I came around the junction fast and hit him low.

He was bigger than I had thought from a distance. Much bigger. He might be lean but he was not weak. Thick through the shoulders, dense through the chest.

But I had already committed.

I went up his back instead of through his front, got my arm around his neck before he had fully turned, and locked it. My wounded arm screamed.

Surprised, he twisted, attempting to hurl me off. But I locked myself in.

I was like a ghi’larian limpet. No getting me off.

Then he laughed.

Actually laughed. A low wet sound that vibrated through his whole chest and up through my arm and into my teeth.

He reached back over his shoulders, claws finding my back, and raked down. I tightened the grip and tucked my head and held on.

He slammed me into the wall.

The rock was not soft. My spine screamed with enthusiasm. He pulled forward and slammed me again, harder. The corridor filled with the sound of it and bounced back at me.

I heard her make a sound — my name, she said my name — but I did not look at her because looking at her meant loosening the grip. And that meant this was over.

He slammed me a third time.

I held on.

He wasn’t laughing now.

The claws found my back again, longer, deeper rakes this time. I tucked tighter and squeezed.

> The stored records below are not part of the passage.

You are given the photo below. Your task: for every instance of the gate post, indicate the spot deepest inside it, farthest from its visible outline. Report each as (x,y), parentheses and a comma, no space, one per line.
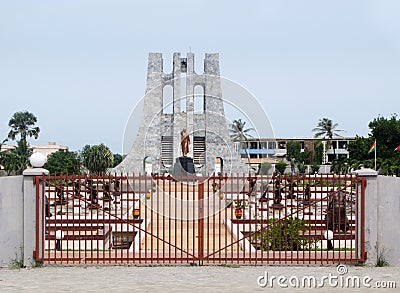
(370,223)
(31,210)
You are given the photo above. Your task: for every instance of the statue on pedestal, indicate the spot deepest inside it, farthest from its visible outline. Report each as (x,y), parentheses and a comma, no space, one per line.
(185,141)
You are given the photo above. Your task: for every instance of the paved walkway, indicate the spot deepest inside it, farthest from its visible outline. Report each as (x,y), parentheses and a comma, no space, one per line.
(186,279)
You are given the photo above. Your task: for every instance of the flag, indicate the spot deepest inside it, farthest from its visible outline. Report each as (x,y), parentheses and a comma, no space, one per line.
(372,148)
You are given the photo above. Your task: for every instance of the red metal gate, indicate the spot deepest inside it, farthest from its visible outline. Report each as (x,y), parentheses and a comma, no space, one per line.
(214,220)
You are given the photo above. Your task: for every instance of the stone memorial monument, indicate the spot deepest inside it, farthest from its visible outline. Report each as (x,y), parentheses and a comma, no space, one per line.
(185,140)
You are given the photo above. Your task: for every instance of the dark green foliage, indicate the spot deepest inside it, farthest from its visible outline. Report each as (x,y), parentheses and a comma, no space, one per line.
(314,168)
(23,124)
(97,158)
(264,168)
(286,234)
(62,162)
(239,133)
(118,159)
(16,161)
(358,148)
(280,167)
(386,132)
(293,149)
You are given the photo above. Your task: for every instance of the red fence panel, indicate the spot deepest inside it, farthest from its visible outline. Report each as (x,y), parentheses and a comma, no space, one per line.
(311,219)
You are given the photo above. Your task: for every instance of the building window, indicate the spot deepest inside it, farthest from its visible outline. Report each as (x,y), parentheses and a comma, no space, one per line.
(168,100)
(199,99)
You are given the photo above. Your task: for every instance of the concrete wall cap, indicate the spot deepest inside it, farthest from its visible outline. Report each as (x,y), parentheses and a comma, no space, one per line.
(35,172)
(365,172)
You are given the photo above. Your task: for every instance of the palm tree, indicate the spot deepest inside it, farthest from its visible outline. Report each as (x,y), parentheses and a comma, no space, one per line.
(327,129)
(23,123)
(241,134)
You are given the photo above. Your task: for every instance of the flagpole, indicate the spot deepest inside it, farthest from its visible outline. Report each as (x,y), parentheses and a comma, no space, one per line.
(375,154)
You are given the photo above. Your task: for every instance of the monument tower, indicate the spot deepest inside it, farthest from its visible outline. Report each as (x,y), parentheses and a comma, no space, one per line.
(157,146)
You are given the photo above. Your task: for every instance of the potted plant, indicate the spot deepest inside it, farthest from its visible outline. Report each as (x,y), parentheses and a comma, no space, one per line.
(148,194)
(239,208)
(136,213)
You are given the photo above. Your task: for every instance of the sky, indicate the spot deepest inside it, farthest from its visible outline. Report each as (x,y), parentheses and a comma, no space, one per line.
(80,66)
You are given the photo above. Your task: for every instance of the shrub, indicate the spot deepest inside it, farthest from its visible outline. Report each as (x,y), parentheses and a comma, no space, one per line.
(264,168)
(280,167)
(287,234)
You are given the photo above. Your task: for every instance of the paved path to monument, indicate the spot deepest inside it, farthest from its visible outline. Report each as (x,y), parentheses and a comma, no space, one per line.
(181,279)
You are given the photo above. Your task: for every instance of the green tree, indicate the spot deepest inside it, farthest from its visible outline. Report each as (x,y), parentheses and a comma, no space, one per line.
(386,132)
(23,124)
(264,168)
(358,148)
(327,129)
(118,159)
(280,167)
(239,133)
(293,149)
(62,162)
(97,158)
(15,161)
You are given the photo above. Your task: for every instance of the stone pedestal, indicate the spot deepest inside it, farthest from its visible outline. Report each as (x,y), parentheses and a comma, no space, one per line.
(183,167)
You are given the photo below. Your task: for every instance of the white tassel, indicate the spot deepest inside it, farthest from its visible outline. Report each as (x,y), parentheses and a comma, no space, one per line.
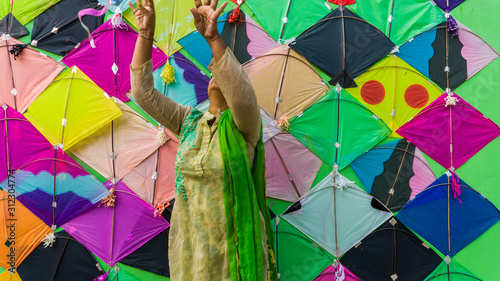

I felt the first change. The breathing pattern shifted, becoming fast and frantic. The slams became slower and less coordinated. The claws lost their strength.

He staggered.

I squeezed harder.

He went to one knee. Then both knees. The enormous body lost its certainty, the muscles melted from iron to tin. I stayed on his back and kept the arm locked and waited for the rest of it to play out.

He went still.

I didn't let go.

One more second. Two. Making absolutely certain.

Then I locked both arms around the neck, my left almost useless now, felt the position, and lifted.

The crunch it made was the kind you don't forget.

He faded before he hit the ground. Edges dissolving, mass becoming nothing more than mist, gone before the echo of it had fully died.

I stood in the empty corridor and breathed. I let my back say what it needed to say and then I turned.

She was there.

Alive. Upright. Her eyes finding mine in the dark. The sight of her hit me somewhere I had no clinical word for and for one moment the crossing and the creature and the wall and all of it simply didn't exist.

I saw only her.

But then, of course, I had to acknowledge she wasn’t alone.

Her eyes went wide.

Not at me.

At the thing behind her.

The blood in my veins went very still.